REDAKSI8.COM, HST – Aliansi Masyarakat Adat Nusantara (AMAN) Kabupaten Hulu Sungai Tengah (HST) menyuarakan penolakan terhadap rencana penetapan kawasan Pegunungan Meratus sebagai taman nasional.

Ketua Dewan Aman AMAN HST, Mirdianto, menegaskan, kebijakan tersebut mengancam kelangsungan hidup masyarakat adat serta mengabaikan hak-hak ulayat yang diwariskan secara turun-temurun.
“Setiap tahun kami menjalankan ritual adat dalam membuka ladang.
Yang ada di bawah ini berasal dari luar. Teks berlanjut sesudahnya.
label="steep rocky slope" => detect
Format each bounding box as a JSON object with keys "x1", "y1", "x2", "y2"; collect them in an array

Tapi kalau dijadikan taman nasional, siapa yang bertanggung jawab kepada Yang Maha Kuasa jika kami tak bisa melanjutkan amanah leluhur?” ujar Mirdianto dalam konferensi pers Rapat Kerja Nasional (Rakernas) AMAN VIII, yang digelar di Kutai Adat Lawas Sumping Layang, pada Senin (14/04/2025).
Menurutnya, hutan Meratus bukan hanya kawasan ekologi, tetapi juga ruang sakral dan warisan sejarah.
“Kami dititipi tanah ini dengan pesan untuk menjaga hak milik dan hak ulayat dengan sungguh-sungguh,” lanjutnya.
Rencana pengusulan kawasan Pegunungan Meratus sebagai taman nasional ini muncul dari hasil penapisan yang dilakukan oleh Dinas Kehutanan Kalimantan Selatan bersama UPT Kementerian Lingkungan Hidup dan Kehutanan (KLHK). Dari proses tersebut, disepakati bahwa sekitar 119.000 hektare berpotensi ditetapkan sebagai taman nasional.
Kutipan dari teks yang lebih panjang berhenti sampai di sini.